YANG SEBENARNYA/Hari Ibu

Disc : Masashi Kishimoto

Story by : Author

Warn : Bodo amat ada OOT kek, OOC kek, TYPO kek, siapa suruh baca?

Note : Jelas sekali banyak keuntungan yang diambil dari menulis fanfiksi, skill bertambah dan-WOY LANJUTIN

Oke,

Matahari sudah hampir tidak terlihat cahayanya,mungkin Bumi bagian lain lebih membutuhkan Matahari saat ini, tidak peduli itu, seorang pria kecil menggeser pintu berwarna cokelat dengan menyalam tanda dia sudah pulang.

Kediaman Nara tidak terlalu mewah, sangat berkesan alami di tengah perkotaan yang sudah mulai dibiasakan di Desa Konoha. Sangat hangat dan nyaman-menurut seorang pendatang berambut biru.

"Ayo masuk," Shikadai membiarkan temannya memasuki kediamannya lebih dulu, sedangkan Shikadai membereskan sepatu mereka.

Kedua pria itu mendapatkan seorang wanita berambut pirang sedang berjalan menuju ke arah mereka, "Sudah pulang?" tanyanya dijawab anggukan singkat dari Shikadai.

"Bu, ini Mitsuki temanku."

Wanita itu tersenyum ke arah Mitsuki dengan mengusap rambut birunya, "Hai, Mitsuki, aku Temari."

Sedang anak itu hanya tersenyum.

Wanita itu mengalihkan pandangannya, "Makanlah," katanya berniat meninggalkan mereka berdua.

Tetapi langkah wanita itu tertahan karena Shikadai sudah memeluknya sangat erat.

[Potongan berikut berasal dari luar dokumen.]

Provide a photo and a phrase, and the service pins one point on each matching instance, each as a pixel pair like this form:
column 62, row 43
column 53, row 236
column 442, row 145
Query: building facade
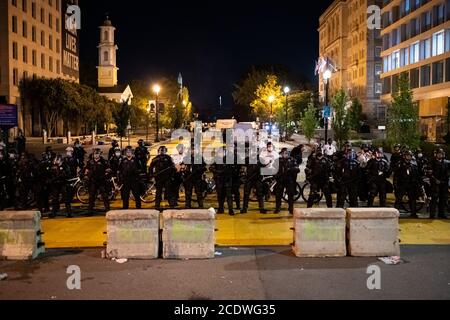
column 355, row 52
column 35, row 42
column 416, row 41
column 108, row 83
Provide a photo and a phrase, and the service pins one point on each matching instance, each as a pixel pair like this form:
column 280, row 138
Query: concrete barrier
column 319, row 233
column 373, row 232
column 188, row 234
column 20, row 235
column 133, row 234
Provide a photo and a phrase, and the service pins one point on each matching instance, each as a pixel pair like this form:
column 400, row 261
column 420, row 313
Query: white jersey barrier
column 133, row 234
column 188, row 234
column 20, row 235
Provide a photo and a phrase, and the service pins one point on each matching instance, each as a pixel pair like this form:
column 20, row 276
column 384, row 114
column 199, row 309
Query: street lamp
column 157, row 90
column 326, row 76
column 271, row 100
column 286, row 90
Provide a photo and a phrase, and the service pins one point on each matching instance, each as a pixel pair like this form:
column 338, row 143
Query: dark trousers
column 189, row 186
column 224, row 192
column 127, row 188
column 315, row 189
column 411, row 192
column 258, row 186
column 94, row 190
column 163, row 186
column 289, row 186
column 439, row 200
column 377, row 188
column 349, row 190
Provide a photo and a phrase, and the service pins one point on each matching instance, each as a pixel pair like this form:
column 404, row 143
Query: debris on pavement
column 121, row 261
column 391, row 260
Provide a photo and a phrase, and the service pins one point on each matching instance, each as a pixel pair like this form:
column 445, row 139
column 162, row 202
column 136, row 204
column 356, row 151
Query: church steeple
column 107, row 50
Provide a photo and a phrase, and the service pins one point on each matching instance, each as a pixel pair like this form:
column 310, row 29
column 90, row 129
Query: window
column 24, row 29
column 377, row 69
column 34, row 58
column 15, row 77
column 14, row 24
column 414, row 53
column 438, row 72
column 414, row 77
column 425, row 76
column 396, row 59
column 378, row 88
column 438, row 43
column 25, row 54
column 15, row 51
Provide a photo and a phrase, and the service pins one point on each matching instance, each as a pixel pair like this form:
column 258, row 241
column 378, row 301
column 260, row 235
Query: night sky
column 211, row 43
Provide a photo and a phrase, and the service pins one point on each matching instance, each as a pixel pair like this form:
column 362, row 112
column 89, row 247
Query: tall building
column 107, row 68
column 355, row 52
column 35, row 42
column 416, row 41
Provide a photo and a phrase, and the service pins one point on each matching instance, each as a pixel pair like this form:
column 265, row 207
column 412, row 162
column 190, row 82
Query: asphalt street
column 239, row 273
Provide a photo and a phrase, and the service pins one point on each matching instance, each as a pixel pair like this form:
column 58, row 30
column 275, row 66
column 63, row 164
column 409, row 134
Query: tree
column 403, row 115
column 355, row 115
column 341, row 120
column 309, row 121
column 261, row 105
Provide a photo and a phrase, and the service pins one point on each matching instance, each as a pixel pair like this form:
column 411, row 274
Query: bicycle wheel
column 306, row 190
column 297, row 194
column 149, row 195
column 83, row 193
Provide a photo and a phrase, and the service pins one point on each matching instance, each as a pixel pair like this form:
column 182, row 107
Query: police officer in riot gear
column 408, row 180
column 162, row 169
column 223, row 176
column 253, row 181
column 286, row 180
column 129, row 171
column 318, row 172
column 378, row 171
column 142, row 155
column 195, row 168
column 114, row 161
column 72, row 164
column 440, row 170
column 97, row 170
column 59, row 173
column 112, row 150
column 346, row 176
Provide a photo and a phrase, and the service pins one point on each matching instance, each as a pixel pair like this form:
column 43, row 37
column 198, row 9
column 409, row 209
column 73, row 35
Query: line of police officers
column 351, row 175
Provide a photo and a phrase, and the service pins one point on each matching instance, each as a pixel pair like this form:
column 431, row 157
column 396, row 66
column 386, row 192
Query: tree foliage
column 403, row 115
column 58, row 99
column 309, row 121
column 341, row 121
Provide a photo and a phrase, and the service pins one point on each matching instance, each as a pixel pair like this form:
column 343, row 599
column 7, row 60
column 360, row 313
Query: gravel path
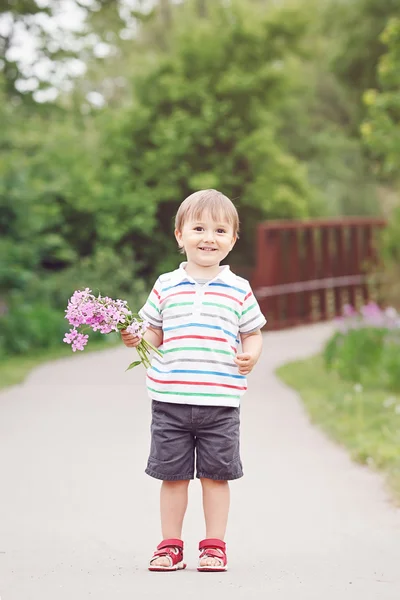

Ia membenamkan wajahnya di pelukan Temari dengan hampir terisak jika ia tidak menahannya.

"S-shikadai?"

"Maafkan aku tidak-hiks, tidak membawa hadiah apapun untukmu, Ibu,"

Awalnya mata wanita itu sedikit membelalak, ia mengerti perkataan Shikadai, wanita itu tersenyum lembut sambil mengusap kepala anak tunggalnya, "Hadiah apa? Ibu tidak menginginkan hadiah apapun, karena kaulah hadiah yang sebenarnya…"

"I-ibu membuatku-hiks-semakin ingin menangis!"

Melihatnya, tidak bisa Mitsuki pungkiri ia menahan tawa melihat Shikadai anak pemalas se-Akademi sekarang menangis terisak di pelukan Ibunya yang selama ini selalu ia katakana orang yang paling menakutkan. Tak bisa pula ia pungkiri, bahwa rasa iri ada dalam relungnya.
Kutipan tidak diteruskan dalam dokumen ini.